Good afternoon, ladies and gentleman. It’s a beautiful afternoon, isn’t it?
So, here’s a little update from last night. After I posted, Adam and I headed home ’cause I needed a serious nap. I was exhausted physically and emotionally, so after some convincing (I hate sleeping life away), I lay down for the night.
Adam spent some guy time with Aaron at a huge, 30ft bonfire. Following that, they had a fire call for a car vs. bear. Yes, you read that correctly. Some lady had hit a 400-lb black bear which was trying to cross the highway. The sheriff had to kill the injured bear, so Aaron was able to take it home. How cool is that?!
After a restful sleep last night, I was ready for a new day… for a few hours. Then, I was lightheaded, dizzy, and nauseated for a good portion of the morning, even after some wonderful Bolthouse juice. Uh oh… not good.
This unsteadiness continued, and on top of this, my mind felt scattered, and I was hungry. No, I’m not talking about mentally hungry. I’m talking about stomach-is-distracting-me hungry. Mentally, I felt strong. I was praying. I was ready to go through my day. However, my body was dragging, and I wasn’t feeling so hot.
Thankfully, I was finished with work at 2pm, came home to tutor Mikayla in math, and now, I’m relaxing (smelling creamy chicken enchiladas) watching Chopped, and waiting for my fireman to come home from a car fire.
I still feel slightly out-of-it, as my mind has tired more and I’m not feeling like I want to do more than just vegetate. Ugh..I don’t like this.

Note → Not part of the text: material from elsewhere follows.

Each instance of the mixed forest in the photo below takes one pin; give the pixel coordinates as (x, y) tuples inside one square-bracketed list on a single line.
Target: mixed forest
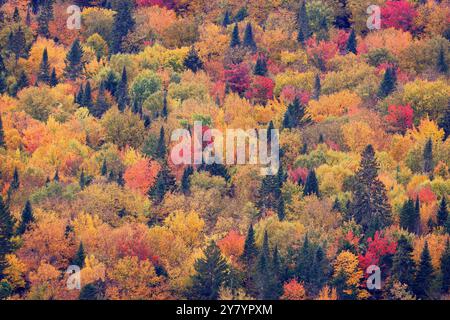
[(86, 178)]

So, I need your prayers. My father-in-law counseled me to start working things into my diet. I need the strength for my busy schedule at work (I’m acting manager next week while my boss is on vacation) and for our move into our new home this week. As a whole, it’s really unhealthy to be dizzy, nauseated, and lightheaded all day. Mandy (my sister-in-law) also recommended cutting this short (She did a 40-day fast 2 years ago), and she was concerned with the way I was feeling today as well.
Adam and I discussed this, and this is our thought: I’m going to stick it out today, go to bed early again tonight, and if I have another hard day tomorrow like I did today, I’m going to have to make some changes. I can’t afford to pass out or get hurt or damage my body — that would defeat the whole purpose. I need to be healthy.
Pray for my heart in this please. Of course, part of me wants to keep going and not “quit” on this. Another part of me is dying to eat something and feel “normal” again. I need the right heart in whatever decision we make, whether it be to stick it out or start easing some normal foods into my diet. If I do have to do the latter, I’m going to start super-slow in order to determine exactly what irritates me, what I can handle, and what is the healthiest for my system.
Today’s cravings were ridiculous, because my stomach was experiencing some deep hunger… I don’t want to call them pains ’cause they weren’t painful, but I felt a deep half-nauseaus not-quite-ache that kept me distracted.
As I mentioned earlier, I made creamy chicken enchiladas for Adam tonight, and they are definitely my craving. Yum yum! Seafood enchiladas also sound AMAZING actually. Chi-Chi’s used to have them, and they were to die for!